Breakfast over, Lionel went out, a very coward. A coward, in so far as that he had shrunk from making yet the confession. He was aware that it ought to be done. The presence of Decima and Lucy Tempest had been his mental excuse for putting off the unwelcome task.

But a better frame of mind came over him ere he had gone many paces from the door; better, at any rate, as regarded the cowardice.

“A Verner never shrank yet from his duty,” was his comment, as he bent his steps back again. “Am I turning renegade?”

He went straight up to Lady Verner, and asked her, in a low tone, to grant him a minute’s private interview. They had breakfasted in the room which made the ante-room to the drawing-room: it was their usual morning-room. Lady Verner answered her son by stepping into the drawing-room.

He followed her and closed the door. The fire was but just lighted, scarcely giving out any heat. She slightly shivered, and requested him to stir it. He did so mechanically; wholly absorbed by the revelation he had to impart. He remembered how she had once fainted at nearly the same revelation.

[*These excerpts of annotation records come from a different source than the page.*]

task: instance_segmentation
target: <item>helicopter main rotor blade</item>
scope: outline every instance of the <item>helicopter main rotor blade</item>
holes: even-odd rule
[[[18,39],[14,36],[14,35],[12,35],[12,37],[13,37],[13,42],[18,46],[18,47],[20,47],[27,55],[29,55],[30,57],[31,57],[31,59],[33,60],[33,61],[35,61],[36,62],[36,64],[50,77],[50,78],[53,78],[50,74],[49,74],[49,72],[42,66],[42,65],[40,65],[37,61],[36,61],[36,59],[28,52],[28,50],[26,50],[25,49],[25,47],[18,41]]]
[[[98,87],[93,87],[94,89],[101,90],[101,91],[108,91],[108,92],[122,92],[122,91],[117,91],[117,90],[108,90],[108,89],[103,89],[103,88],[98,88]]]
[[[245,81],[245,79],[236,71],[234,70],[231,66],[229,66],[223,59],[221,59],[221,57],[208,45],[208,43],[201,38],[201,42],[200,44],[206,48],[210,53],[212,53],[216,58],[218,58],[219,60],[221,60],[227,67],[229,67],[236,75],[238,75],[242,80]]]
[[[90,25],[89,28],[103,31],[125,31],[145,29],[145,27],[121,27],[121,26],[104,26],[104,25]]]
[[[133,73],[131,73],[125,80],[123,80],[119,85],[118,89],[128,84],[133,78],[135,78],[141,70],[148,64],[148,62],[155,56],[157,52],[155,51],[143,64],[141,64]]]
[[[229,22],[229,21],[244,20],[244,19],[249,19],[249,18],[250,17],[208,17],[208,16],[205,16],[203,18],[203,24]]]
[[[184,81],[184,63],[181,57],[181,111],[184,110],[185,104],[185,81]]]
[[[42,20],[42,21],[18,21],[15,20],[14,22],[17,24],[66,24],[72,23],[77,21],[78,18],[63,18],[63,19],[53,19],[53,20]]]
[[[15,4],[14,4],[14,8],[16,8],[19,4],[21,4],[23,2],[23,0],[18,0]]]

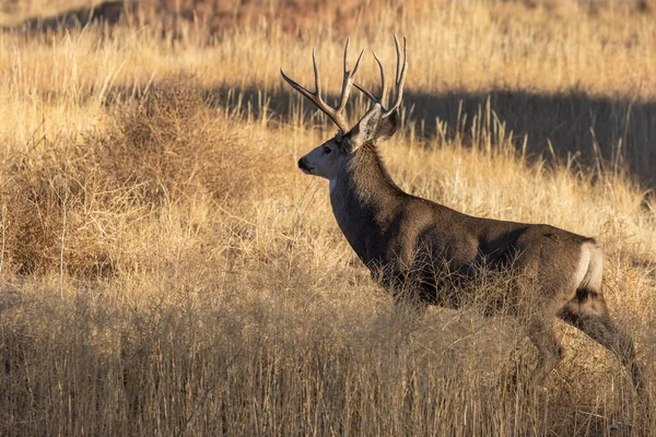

“Mother, I have a communication to make to you,” he began with desperate energy. “And I don’t know how to do it. It will pain you greatly. Nothing, that I can think of, or imagine, would cause you so much pain.”

Lady Verner seated herself in her low violet-velvet chair, and looked composedly at Lionel. She did not dread the communication very much. He was secure in Verner’s Pride: what could there be that she need fear? She no more cast a glance to the possibility of his marrying the widow of Frederick Massingbird, than she would have done to his marrying that gentleman’s wife. Buried in this semi-security, the shock must be all the greater.